Household Net Worth as Percent of GDP Click on graph for larger image.

The first graph shows Households and Nonprofit net worth as a percent of GDP.  

Net worth increased $5.1 trillion in Q1 to an all-time high.  As a percent of GDP, net worth increased in Q1, but is below the peak in 2021.

This includes real estate and financial assets (stocks, bonds, pension reserves, deposits, etc.) net of liabilities (mostly mortgages). Note that this does NOT include public debt obligations.

Household Percent EquityThe second graph shows homeowner percent equity since 1952.

Household percent equity (as measured by the Fed) collapsed when house prices fell sharply in 2007 and 2008.

In Q1 2024, household percent equity (of household real estate) was at 73.8% - up from 73.4% in Q4, 2023. This is close to the highest percent equity since the 1960s.

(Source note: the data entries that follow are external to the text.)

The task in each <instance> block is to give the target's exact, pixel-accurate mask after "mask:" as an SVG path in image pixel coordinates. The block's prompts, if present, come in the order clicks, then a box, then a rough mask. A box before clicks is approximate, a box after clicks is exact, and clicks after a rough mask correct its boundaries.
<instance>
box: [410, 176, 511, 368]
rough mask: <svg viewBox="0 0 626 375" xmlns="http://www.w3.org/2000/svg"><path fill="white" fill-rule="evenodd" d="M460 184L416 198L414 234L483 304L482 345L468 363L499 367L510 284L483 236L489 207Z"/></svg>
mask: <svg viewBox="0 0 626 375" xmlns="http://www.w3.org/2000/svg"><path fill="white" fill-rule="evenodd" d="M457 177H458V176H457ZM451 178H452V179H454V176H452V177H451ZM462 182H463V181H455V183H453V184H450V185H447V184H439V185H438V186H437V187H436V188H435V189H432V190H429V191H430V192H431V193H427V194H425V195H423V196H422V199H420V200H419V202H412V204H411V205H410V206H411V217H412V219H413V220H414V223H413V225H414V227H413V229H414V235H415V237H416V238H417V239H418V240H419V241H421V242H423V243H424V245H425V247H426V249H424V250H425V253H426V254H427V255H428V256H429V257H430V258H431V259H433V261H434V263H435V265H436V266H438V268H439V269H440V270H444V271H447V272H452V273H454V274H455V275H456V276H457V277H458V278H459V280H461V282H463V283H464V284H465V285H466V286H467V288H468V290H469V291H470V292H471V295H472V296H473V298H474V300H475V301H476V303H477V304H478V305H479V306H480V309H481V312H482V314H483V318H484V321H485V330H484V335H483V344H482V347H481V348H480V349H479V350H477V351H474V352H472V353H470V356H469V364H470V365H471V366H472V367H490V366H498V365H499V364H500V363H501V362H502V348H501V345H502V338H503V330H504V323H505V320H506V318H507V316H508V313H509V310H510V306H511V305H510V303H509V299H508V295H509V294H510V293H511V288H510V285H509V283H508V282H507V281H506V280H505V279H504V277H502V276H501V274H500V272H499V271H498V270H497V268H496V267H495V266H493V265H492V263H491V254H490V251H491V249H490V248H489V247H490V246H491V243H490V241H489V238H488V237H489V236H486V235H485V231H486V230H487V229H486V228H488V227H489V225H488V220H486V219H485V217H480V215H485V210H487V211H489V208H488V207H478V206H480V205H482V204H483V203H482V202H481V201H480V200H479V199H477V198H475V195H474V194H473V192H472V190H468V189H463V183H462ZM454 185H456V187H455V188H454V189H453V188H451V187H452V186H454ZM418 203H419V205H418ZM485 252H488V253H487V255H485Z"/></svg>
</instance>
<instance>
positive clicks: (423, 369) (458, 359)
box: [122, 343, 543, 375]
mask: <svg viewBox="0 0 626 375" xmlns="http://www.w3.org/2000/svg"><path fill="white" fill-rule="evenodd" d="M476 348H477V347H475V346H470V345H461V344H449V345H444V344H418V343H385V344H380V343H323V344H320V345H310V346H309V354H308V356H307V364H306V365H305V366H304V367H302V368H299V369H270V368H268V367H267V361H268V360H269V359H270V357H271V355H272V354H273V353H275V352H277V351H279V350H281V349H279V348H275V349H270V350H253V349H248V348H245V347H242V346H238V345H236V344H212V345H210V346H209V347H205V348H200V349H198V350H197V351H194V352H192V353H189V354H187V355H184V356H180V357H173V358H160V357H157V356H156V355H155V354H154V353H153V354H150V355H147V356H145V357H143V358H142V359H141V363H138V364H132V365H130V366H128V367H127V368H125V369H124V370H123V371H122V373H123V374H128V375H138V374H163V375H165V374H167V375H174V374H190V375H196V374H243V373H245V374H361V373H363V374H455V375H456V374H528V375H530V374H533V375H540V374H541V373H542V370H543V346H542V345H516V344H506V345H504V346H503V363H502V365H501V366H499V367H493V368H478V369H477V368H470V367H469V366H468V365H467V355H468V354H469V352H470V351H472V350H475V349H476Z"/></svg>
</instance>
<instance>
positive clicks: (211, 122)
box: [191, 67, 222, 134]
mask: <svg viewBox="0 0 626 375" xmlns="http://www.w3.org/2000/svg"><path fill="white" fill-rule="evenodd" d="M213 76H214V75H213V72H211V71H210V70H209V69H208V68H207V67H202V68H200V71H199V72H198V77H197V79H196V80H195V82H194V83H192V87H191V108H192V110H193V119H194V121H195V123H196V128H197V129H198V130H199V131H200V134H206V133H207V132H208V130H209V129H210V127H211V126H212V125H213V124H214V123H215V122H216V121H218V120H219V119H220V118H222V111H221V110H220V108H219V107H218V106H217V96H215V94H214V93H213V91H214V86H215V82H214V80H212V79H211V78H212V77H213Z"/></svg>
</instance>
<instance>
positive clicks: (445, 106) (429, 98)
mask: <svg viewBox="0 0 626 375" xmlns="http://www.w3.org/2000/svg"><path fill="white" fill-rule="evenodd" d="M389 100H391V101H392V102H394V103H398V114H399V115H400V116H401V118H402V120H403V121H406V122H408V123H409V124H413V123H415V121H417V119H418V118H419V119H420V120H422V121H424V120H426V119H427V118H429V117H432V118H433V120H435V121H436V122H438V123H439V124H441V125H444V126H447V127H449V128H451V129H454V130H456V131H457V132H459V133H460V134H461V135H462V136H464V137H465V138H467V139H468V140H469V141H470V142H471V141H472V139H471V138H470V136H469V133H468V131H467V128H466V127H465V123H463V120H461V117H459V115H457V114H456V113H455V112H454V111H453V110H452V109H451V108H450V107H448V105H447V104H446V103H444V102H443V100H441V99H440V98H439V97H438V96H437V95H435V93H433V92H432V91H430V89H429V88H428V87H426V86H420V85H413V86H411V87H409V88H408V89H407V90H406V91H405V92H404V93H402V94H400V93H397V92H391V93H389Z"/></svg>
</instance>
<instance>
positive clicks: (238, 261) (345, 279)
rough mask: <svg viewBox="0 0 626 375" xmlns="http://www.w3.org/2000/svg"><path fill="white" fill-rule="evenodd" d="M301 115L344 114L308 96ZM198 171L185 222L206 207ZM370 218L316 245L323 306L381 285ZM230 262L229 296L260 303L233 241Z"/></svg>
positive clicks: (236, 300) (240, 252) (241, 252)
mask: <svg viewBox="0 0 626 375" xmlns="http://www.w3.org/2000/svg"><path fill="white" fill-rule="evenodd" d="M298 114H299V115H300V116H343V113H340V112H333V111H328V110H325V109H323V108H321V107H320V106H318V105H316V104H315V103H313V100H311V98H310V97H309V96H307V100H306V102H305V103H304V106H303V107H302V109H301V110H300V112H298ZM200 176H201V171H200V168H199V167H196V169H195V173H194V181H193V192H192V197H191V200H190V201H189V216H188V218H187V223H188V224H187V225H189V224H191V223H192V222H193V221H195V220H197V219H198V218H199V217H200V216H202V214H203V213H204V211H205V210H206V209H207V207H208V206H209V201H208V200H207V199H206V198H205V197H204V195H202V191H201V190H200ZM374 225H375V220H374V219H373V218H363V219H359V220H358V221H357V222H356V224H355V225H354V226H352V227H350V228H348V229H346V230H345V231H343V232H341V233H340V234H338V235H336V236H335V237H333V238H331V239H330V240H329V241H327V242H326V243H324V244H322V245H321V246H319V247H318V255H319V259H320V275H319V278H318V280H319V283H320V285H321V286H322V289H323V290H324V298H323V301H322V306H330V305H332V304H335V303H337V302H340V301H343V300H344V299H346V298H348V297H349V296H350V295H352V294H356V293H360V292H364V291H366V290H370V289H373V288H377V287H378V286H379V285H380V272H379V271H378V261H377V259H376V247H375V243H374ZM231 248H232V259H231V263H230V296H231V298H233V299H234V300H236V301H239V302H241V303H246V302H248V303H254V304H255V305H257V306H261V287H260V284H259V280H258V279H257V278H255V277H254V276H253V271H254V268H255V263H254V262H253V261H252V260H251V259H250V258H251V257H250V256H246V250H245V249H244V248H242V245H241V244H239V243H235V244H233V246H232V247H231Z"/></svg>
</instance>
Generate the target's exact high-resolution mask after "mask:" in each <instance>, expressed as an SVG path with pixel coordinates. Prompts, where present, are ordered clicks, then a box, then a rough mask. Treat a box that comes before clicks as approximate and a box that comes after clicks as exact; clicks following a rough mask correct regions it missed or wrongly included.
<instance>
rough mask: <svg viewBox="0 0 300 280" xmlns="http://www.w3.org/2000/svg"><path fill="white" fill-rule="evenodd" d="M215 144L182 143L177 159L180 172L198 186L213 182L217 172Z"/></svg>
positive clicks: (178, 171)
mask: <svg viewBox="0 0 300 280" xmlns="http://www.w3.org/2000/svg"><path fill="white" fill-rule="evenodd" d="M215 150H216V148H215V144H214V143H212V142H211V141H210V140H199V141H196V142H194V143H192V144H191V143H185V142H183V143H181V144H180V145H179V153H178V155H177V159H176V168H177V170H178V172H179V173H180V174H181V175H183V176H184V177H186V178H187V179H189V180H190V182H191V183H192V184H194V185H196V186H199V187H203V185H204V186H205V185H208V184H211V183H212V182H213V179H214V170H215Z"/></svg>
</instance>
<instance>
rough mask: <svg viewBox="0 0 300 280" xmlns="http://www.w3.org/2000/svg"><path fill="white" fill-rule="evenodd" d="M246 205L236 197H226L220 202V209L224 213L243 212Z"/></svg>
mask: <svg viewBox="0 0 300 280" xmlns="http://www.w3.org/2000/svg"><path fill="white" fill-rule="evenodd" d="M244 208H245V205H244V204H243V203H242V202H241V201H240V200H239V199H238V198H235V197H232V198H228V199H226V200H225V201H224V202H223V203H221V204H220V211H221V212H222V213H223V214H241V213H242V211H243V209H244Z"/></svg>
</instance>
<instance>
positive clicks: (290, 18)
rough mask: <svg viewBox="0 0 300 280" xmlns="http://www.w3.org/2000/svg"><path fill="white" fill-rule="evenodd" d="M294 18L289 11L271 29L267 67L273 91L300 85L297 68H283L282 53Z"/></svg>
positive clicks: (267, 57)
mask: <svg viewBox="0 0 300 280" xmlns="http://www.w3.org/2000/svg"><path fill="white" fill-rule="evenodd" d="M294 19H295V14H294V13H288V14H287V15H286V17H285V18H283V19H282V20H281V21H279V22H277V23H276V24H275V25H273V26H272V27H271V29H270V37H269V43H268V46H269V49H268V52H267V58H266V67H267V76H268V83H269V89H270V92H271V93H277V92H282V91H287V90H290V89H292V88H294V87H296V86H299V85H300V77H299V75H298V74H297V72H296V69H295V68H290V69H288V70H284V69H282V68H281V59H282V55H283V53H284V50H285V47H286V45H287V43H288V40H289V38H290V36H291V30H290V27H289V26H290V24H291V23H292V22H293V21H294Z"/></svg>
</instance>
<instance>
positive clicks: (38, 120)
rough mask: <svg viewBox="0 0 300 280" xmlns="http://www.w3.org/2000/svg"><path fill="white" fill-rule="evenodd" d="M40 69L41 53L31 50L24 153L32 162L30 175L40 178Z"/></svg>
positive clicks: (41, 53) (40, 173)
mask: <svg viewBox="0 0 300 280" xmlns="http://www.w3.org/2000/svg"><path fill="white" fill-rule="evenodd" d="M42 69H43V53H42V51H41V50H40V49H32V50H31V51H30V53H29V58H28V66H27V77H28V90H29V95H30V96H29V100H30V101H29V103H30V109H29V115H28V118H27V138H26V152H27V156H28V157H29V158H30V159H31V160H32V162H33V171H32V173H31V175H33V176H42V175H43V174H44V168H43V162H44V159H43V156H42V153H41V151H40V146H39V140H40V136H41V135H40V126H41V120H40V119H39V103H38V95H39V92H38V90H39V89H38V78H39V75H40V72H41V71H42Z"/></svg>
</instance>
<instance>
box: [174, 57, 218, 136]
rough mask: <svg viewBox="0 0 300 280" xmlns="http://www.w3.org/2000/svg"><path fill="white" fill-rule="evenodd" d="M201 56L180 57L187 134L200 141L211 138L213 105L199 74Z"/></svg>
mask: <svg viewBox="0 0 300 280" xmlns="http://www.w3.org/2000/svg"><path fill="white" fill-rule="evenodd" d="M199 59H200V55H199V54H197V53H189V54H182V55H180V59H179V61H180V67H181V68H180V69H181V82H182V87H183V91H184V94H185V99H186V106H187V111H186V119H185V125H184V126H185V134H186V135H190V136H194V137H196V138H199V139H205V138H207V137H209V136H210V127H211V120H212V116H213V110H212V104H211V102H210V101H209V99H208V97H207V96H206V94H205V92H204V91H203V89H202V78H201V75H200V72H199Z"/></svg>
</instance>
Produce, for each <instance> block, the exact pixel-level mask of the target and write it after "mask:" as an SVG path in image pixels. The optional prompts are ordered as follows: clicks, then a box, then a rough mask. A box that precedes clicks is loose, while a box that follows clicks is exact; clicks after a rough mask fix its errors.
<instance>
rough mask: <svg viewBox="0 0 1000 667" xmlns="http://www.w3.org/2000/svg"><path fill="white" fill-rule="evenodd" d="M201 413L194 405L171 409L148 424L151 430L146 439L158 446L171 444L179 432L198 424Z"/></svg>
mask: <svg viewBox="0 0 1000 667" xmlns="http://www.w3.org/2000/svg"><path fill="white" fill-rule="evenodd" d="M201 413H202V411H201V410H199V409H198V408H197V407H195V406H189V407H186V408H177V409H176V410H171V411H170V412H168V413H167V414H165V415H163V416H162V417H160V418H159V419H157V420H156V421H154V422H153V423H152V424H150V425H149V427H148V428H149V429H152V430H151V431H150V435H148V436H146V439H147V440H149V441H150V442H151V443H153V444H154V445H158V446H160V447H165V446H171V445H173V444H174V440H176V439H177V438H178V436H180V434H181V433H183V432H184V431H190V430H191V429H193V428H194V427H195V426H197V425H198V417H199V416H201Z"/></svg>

Note: This includes households with no mortgage debt.

Household Real Estate Assets Percent GDP The third graph shows household real estate assets and mortgage debt as a percent of GDP.  

Mortgage debt increased by $38 billion in Q1.

Mortgage debt is up $2.38 trillion from the peak during the housing bubble, but, as a percent of GDP is at 46.3% - down from Q4 - and down from a peak of 73.3% of GDP during the housing bust.

The value of real estate, as a percent of GDP, increased in Q1 - but is below the peak in Q2 2022, and is well above the average of the last 30 years.